Cerita Horor Santet Sewu Dino (9) : Misteri Cayajati
Kali ini, Dini tampak terguncang, bingung, ada apa sebenarnya. Terdengar suara marah dari dalam kain. ia adalah wujud tadi yang Sri saksikan, "Menungso bejat" (manusia berengsek). Mbah Tamin terus menekan kepalanya, membuat suara itu semakin menjerit marah. Setelah kurang lebih 5 menit, Mbah Tamin melakukan itu, perlahan, sosok itu mulai tertidur, dan Mbah Tamin membuka kain itu, ia melihat Dela memejamkan matanya.
"Sri, Erna, melok aku" (kalian ikut saya), kata mbah Tamin memanggil mereka, sementara Dini, tetap di kamar. Hanya dia yg belum mengerti apa yang terjadi. Mbah Tamin duduk di teras rumah, kegelapan hutan, benar-benar mencekam kala itu, Sri dan Erna berdiri, menunggu, sebelum mbah Tamin menunjuk sesuatu di antara pepohonan, "awakmu isok ndelok ikuh" (kalian bisa melihatnya)

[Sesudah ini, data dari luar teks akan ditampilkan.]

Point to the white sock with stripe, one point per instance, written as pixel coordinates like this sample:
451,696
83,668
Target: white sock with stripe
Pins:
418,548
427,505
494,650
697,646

"Nopo to mbah" (apa ya mbah) kata Sri, bingung. "Mrene" (ke sini). Mbah Tamin menempelkan jemarinya, menekan mata Sri. Ada sengatan ketika Mbah Tamin menekan mata Sri, membuat penglihatanya memudar perlahan. Setelan mencoba memfokuskan matanya, Sri melihat lagi apa yang ditunjuk Mbah Tamin.
Bagai petir di siang bolong, Sri melihat, banyak sekali makhluk yang tidak bisa digambarkan kengerianya. Mungkin ada ratusan, atau ribuan, seakan mengepung rumah. Butuh waktu lama, sampai Sri akhirnya tidak sanggup lagi melihatnya, sehingga Mbah Tamin menutup kembali penglihatan itu, mencabut sesuatu dari ubun-ubun Sri, dan dengan mata menerawang, ia mengatakan kepada Sri.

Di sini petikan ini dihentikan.